Here is a query which I run on the data.

This query finds the top 10 brands that are purchased with `<Brand>` (not including `<brand>`) ordered by total number of transactions.

This query took 11.344 seconds to run directly from mysql workbench. The server is a t2.micro AWS RDS Instance, and I usually run the queries from a separate EC2 web server. which I believe is (1GHz, 1GB).
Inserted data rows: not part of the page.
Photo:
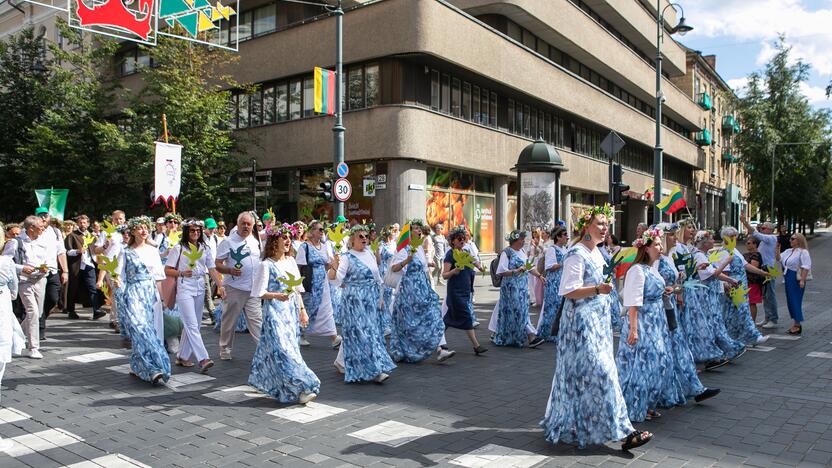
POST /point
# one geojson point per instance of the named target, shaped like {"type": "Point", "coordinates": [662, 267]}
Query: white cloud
{"type": "Point", "coordinates": [808, 32]}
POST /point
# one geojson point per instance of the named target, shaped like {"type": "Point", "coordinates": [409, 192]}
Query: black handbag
{"type": "Point", "coordinates": [306, 271]}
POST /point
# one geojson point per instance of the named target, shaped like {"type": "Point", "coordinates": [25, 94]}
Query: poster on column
{"type": "Point", "coordinates": [168, 180]}
{"type": "Point", "coordinates": [538, 200]}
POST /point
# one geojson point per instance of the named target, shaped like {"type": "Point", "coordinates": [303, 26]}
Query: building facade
{"type": "Point", "coordinates": [441, 96]}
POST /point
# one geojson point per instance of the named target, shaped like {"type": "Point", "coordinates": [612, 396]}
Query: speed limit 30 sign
{"type": "Point", "coordinates": [342, 189]}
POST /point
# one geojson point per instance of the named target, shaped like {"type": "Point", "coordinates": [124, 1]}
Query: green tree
{"type": "Point", "coordinates": [774, 111]}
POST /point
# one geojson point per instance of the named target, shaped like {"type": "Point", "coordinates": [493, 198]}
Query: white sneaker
{"type": "Point", "coordinates": [445, 354]}
{"type": "Point", "coordinates": [306, 397]}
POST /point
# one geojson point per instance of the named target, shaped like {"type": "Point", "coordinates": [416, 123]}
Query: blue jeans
{"type": "Point", "coordinates": [770, 302]}
{"type": "Point", "coordinates": [794, 296]}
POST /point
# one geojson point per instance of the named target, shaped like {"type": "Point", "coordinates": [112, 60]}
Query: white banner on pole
{"type": "Point", "coordinates": [168, 172]}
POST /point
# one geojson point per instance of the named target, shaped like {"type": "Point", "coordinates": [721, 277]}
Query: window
{"type": "Point", "coordinates": [268, 106]}
{"type": "Point", "coordinates": [256, 106]}
{"type": "Point", "coordinates": [294, 99]}
{"type": "Point", "coordinates": [282, 92]}
{"type": "Point", "coordinates": [264, 19]}
{"type": "Point", "coordinates": [308, 97]}
{"type": "Point", "coordinates": [371, 85]}
{"type": "Point", "coordinates": [466, 100]}
{"type": "Point", "coordinates": [446, 93]}
{"type": "Point", "coordinates": [356, 88]}
{"type": "Point", "coordinates": [456, 97]}
{"type": "Point", "coordinates": [434, 89]}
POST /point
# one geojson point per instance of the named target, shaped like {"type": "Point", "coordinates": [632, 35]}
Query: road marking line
{"type": "Point", "coordinates": [496, 456]}
{"type": "Point", "coordinates": [306, 413]}
{"type": "Point", "coordinates": [391, 433]}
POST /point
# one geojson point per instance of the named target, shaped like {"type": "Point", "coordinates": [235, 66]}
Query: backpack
{"type": "Point", "coordinates": [496, 280]}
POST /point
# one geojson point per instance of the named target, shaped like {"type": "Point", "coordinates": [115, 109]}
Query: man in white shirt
{"type": "Point", "coordinates": [56, 257]}
{"type": "Point", "coordinates": [30, 258]}
{"type": "Point", "coordinates": [770, 252]}
{"type": "Point", "coordinates": [238, 258]}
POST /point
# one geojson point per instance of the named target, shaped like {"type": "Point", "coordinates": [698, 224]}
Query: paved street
{"type": "Point", "coordinates": [79, 407]}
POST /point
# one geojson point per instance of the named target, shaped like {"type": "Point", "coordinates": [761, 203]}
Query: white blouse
{"type": "Point", "coordinates": [502, 266]}
{"type": "Point", "coordinates": [573, 270]}
{"type": "Point", "coordinates": [260, 283]}
{"type": "Point", "coordinates": [795, 259]}
{"type": "Point", "coordinates": [366, 256]}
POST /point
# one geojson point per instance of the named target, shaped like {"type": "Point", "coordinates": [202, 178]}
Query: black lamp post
{"type": "Point", "coordinates": [538, 171]}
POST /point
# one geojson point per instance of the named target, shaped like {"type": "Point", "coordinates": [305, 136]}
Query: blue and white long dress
{"type": "Point", "coordinates": [738, 319]}
{"type": "Point", "coordinates": [363, 353]}
{"type": "Point", "coordinates": [586, 405]}
{"type": "Point", "coordinates": [317, 301]}
{"type": "Point", "coordinates": [551, 299]}
{"type": "Point", "coordinates": [277, 368]}
{"type": "Point", "coordinates": [141, 309]}
{"type": "Point", "coordinates": [386, 251]}
{"type": "Point", "coordinates": [418, 327]}
{"type": "Point", "coordinates": [645, 367]}
{"type": "Point", "coordinates": [510, 320]}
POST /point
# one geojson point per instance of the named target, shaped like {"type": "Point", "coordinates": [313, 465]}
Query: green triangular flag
{"type": "Point", "coordinates": [189, 22]}
{"type": "Point", "coordinates": [172, 7]}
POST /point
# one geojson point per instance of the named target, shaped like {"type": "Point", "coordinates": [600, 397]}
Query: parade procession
{"type": "Point", "coordinates": [359, 233]}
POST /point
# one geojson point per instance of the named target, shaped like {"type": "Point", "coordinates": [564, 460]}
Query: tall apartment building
{"type": "Point", "coordinates": [721, 185]}
{"type": "Point", "coordinates": [441, 96]}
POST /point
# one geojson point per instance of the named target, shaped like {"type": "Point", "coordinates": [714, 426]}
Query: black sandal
{"type": "Point", "coordinates": [636, 439]}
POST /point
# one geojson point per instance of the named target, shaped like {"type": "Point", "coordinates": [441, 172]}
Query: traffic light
{"type": "Point", "coordinates": [325, 190]}
{"type": "Point", "coordinates": [618, 186]}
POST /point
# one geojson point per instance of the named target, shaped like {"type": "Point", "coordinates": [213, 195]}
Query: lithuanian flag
{"type": "Point", "coordinates": [404, 238]}
{"type": "Point", "coordinates": [673, 202]}
{"type": "Point", "coordinates": [324, 91]}
{"type": "Point", "coordinates": [625, 258]}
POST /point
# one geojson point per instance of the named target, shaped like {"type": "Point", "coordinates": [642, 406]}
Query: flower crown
{"type": "Point", "coordinates": [515, 235]}
{"type": "Point", "coordinates": [647, 238]}
{"type": "Point", "coordinates": [278, 230]}
{"type": "Point", "coordinates": [139, 221]}
{"type": "Point", "coordinates": [588, 214]}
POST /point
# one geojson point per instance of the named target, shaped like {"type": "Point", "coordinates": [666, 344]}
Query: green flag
{"type": "Point", "coordinates": [53, 199]}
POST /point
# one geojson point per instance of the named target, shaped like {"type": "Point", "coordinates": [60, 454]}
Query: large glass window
{"type": "Point", "coordinates": [294, 99]}
{"type": "Point", "coordinates": [356, 88]}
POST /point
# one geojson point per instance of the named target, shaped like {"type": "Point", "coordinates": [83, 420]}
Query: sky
{"type": "Point", "coordinates": [742, 33]}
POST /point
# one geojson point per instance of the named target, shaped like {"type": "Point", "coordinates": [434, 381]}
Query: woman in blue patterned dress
{"type": "Point", "coordinates": [738, 319]}
{"type": "Point", "coordinates": [585, 404]}
{"type": "Point", "coordinates": [139, 301]}
{"type": "Point", "coordinates": [510, 320]}
{"type": "Point", "coordinates": [554, 256]}
{"type": "Point", "coordinates": [418, 328]}
{"type": "Point", "coordinates": [684, 383]}
{"type": "Point", "coordinates": [277, 368]}
{"type": "Point", "coordinates": [644, 356]}
{"type": "Point", "coordinates": [362, 355]}
{"type": "Point", "coordinates": [386, 251]}
{"type": "Point", "coordinates": [708, 339]}
{"type": "Point", "coordinates": [458, 298]}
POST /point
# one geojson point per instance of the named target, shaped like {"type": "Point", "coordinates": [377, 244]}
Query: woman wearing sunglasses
{"type": "Point", "coordinates": [418, 329]}
{"type": "Point", "coordinates": [362, 355]}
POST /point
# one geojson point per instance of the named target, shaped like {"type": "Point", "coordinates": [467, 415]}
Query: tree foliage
{"type": "Point", "coordinates": [775, 113]}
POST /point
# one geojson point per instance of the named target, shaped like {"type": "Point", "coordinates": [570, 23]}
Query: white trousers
{"type": "Point", "coordinates": [190, 309]}
{"type": "Point", "coordinates": [32, 296]}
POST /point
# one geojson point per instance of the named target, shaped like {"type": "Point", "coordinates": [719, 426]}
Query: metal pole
{"type": "Point", "coordinates": [338, 130]}
{"type": "Point", "coordinates": [657, 159]}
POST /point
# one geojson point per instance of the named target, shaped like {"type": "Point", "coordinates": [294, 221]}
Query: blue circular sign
{"type": "Point", "coordinates": [342, 169]}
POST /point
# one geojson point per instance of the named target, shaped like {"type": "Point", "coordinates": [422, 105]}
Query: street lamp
{"type": "Point", "coordinates": [682, 28]}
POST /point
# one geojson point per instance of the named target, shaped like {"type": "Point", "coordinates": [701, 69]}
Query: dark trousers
{"type": "Point", "coordinates": [50, 300]}
{"type": "Point", "coordinates": [85, 280]}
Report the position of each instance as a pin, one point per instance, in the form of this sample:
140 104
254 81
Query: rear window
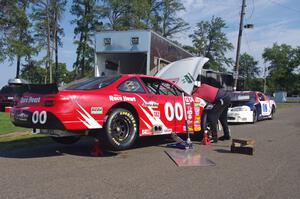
91 83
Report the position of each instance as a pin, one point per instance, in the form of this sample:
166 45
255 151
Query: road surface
57 171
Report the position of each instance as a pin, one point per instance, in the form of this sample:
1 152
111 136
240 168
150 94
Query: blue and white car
250 106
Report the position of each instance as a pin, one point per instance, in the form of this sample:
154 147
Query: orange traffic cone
97 149
205 140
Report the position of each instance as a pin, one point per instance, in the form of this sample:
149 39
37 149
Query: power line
284 6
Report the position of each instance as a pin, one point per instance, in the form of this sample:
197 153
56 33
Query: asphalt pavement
58 171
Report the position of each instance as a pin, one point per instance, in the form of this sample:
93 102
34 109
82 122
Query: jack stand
180 143
97 150
206 140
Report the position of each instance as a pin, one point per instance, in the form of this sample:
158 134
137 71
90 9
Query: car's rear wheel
66 140
254 116
121 129
272 113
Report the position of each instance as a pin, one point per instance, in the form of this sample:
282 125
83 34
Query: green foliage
6 126
33 72
86 23
283 62
158 15
46 15
15 37
249 70
211 42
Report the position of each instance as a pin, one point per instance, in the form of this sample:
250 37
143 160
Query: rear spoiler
41 88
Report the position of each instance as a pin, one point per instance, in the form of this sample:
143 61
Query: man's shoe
224 137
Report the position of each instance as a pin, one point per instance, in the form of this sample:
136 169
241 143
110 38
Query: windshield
91 83
243 97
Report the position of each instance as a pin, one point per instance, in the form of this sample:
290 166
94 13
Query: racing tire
66 140
272 113
121 129
254 116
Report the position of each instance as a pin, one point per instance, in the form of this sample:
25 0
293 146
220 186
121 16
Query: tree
15 38
248 70
211 42
283 60
33 72
166 22
48 32
86 23
57 7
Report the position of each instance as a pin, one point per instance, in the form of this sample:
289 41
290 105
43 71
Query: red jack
205 140
97 149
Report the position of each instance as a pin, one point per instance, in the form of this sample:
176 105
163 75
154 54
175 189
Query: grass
6 126
283 105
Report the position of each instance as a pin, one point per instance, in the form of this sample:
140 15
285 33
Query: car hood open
183 72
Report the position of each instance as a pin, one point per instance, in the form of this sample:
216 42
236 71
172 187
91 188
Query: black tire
272 113
254 116
66 140
121 129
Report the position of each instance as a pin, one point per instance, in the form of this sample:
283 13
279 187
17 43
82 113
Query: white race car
250 106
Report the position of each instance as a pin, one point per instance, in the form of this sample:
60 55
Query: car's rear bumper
24 118
239 117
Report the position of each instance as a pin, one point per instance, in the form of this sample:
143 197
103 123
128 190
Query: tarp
183 72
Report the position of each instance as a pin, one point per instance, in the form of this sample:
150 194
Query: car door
169 107
264 105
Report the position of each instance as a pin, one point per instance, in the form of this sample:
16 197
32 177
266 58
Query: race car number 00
173 111
39 117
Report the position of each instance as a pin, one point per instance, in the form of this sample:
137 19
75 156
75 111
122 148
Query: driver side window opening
131 85
160 87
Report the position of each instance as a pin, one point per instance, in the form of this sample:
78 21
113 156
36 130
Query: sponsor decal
196 105
189 99
22 116
96 110
156 114
30 100
146 132
87 119
150 104
116 98
197 111
197 128
167 131
187 79
197 99
190 128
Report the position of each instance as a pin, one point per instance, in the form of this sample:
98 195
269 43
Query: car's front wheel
254 116
66 140
121 129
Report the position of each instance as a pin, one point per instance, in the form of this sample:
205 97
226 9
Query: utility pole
237 60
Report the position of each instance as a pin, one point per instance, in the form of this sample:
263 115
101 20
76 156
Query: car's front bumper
240 116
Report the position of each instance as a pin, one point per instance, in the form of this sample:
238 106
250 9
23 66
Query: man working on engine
221 101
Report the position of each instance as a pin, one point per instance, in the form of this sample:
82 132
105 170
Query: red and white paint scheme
120 108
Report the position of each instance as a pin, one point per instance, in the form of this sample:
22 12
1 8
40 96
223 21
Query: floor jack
180 143
97 150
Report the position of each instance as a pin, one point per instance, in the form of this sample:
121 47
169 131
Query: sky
274 21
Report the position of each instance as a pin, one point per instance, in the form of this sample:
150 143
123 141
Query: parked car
118 108
250 106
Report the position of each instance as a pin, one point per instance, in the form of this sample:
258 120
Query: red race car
118 108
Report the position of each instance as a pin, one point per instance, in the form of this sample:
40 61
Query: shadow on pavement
222 151
45 147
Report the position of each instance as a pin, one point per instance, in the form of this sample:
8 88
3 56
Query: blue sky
274 21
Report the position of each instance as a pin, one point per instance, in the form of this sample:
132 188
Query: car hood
183 72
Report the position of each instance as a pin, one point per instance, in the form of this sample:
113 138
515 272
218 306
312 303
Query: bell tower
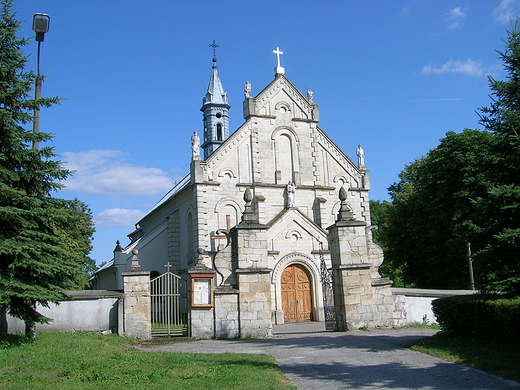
215 109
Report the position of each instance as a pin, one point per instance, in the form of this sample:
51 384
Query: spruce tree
44 241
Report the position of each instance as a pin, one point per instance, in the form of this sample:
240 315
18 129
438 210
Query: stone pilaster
137 301
253 275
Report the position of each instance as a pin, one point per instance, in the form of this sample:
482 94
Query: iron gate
328 294
169 312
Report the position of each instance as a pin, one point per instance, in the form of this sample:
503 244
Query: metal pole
37 96
470 263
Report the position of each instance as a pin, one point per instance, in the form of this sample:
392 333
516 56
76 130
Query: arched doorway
296 294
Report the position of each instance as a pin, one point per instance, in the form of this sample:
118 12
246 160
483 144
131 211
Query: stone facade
263 204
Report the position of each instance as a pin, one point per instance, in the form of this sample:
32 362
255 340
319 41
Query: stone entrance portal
296 294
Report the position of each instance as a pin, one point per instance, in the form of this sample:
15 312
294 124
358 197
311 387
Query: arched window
219 131
189 244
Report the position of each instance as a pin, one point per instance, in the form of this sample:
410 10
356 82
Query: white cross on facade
278 52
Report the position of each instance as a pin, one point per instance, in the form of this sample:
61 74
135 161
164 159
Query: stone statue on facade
247 90
290 189
310 95
361 156
195 146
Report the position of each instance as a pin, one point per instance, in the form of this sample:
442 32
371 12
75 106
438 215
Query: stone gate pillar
137 312
249 253
350 270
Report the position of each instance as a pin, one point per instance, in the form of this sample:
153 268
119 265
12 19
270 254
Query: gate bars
169 317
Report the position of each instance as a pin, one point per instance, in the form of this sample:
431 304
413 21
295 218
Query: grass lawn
498 358
92 361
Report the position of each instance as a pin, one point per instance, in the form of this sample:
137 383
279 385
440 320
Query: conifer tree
44 241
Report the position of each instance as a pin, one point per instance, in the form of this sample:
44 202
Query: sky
394 76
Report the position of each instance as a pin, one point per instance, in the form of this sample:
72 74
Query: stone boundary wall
87 311
418 302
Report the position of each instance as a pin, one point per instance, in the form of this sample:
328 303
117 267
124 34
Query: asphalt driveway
315 359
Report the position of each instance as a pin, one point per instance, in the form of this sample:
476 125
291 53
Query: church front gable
293 231
281 98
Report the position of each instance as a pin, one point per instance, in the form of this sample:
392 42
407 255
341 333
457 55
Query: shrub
484 316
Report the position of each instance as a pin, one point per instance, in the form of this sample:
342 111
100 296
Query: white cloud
455 17
506 11
468 68
118 217
105 172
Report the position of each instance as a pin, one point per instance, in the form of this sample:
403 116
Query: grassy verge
500 359
92 361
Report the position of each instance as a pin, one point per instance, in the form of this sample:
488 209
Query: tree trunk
30 329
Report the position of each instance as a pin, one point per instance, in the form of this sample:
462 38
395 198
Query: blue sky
394 76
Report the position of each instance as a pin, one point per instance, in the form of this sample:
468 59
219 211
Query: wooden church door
296 294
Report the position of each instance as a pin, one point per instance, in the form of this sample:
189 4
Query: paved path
315 359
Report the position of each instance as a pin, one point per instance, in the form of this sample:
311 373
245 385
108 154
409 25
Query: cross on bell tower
215 110
279 69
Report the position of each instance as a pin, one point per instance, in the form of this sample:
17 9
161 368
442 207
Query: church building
271 210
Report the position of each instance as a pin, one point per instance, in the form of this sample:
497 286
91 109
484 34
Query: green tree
380 215
500 209
434 212
44 241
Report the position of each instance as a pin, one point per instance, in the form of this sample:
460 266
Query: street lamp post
40 27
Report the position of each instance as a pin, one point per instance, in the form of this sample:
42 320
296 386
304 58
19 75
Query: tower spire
215 110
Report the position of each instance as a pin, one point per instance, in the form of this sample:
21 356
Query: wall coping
92 294
432 293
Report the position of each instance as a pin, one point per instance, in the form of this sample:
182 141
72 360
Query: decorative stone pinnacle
249 215
279 69
344 214
135 260
248 197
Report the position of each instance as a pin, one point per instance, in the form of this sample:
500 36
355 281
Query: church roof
176 189
215 93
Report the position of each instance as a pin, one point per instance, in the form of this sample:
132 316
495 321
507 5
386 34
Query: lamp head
41 25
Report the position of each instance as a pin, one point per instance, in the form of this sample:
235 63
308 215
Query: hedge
483 316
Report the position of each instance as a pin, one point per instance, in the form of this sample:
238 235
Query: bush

The wildcards in this query represent `<select>` filters on the PHP page which the query is run from. They may or may not be selected.

SELECT `products`.`brand`, COUNT(DISTINCT transaction_data.txn_id) AS numOrders
FROM `products`
INNER JOIN `transaction_data` ON `transaction_data`.sku=`products`.sku
INNER JOIN `nationalities` ON `transaction_data`.`nationality_id`=`nationalities`.`nationality_id`
INNER JOIN (SELECT DISTINCT `transaction_data`.`txn_id`
FROM `transaction_data`
INNER JOIN `products` USING (sku)
INNER JOIN `nationalities` USING (nationality_id)
WHERE brand = <Brand>) AS tmp_txns ON tmp_txns.txn_id=`transaction_data`.txn_id
WHERE brand <> <Brand> AND
nationality LIKE '%' AND
Yr = '2014' AND
YrQtr LIKE '%'
GROUP BY brand
ORDER BY numOrders DESC, brand ASC

And the explain:

1 PRIMARY <derived2> ALL 1295294 Using where; Using temporary; Using filesort
1 PRIMARY transaction_data ref txnid,cov,period,natperiod txnid 99 tmp_txns.txn_id 1 Using where
1 PRIMARY nationalities eq_ref PRIMARY,natv PRIMARY 4 2_sar.transaction_data.nationality_id 1 Using where
1 PRIMARY products ref skubrand skubrand 5 2_sar.transaction_data.sku 1 Using where; Using index
2 DERIVED products index skubrand skubrand 128 2669 Using where; Using index; Using temporary
2 DERIVED transaction_data ref txnid,cov,natperiod cov 5 2_sar.products.sku 647 Using index condition
2 DERIVED nationalities eq_ref PRIMARY,natv PRIMARY 4 2_sar.transaction_data.nationality_id 1 Using index

Here are create table statements for the reference tables:

CREATE TABLE `nationalities` (
`nationality_id` int(3) NOT NULL,
`nationality` varchar(14) DEFAULT NULL,
PRIMARY KEY (`nationality_id`),
KEY `natv` (`nationality_id`,`nationality`)

CREATE TABLE `products` (
`sku` int(6) DEFAULT NULL,
`category` varchar(40) DEFAULT NULL,
`subcategory` varchar(40) DEFAULT NULL,
`brand` varchar(40) DEFAULT NULL,
`product name` varchar(50) DEFAULT NULL,
`pack size` decimal(8,2) DEFAULT NULL,
`rk_group` varchar(20) DEFAULT NULL,
`rk_category` varchar(30) DEFAULT NULL,
KEY `skubrand` (`sku`,`brand`)

**My Thoughts So Far**

The `txn_id` is almost guaranteed to bring poor performance, not only due to the fact it's non-unique, but also because it's a string rather than an int. But I need some sort of non-unique identifier for the basket.

I think my `indexes` are okay. All my queries use them, and obviously some `indexes` are specific to certain queries where a single composite `index` won't serve the different `where` clauses in queries.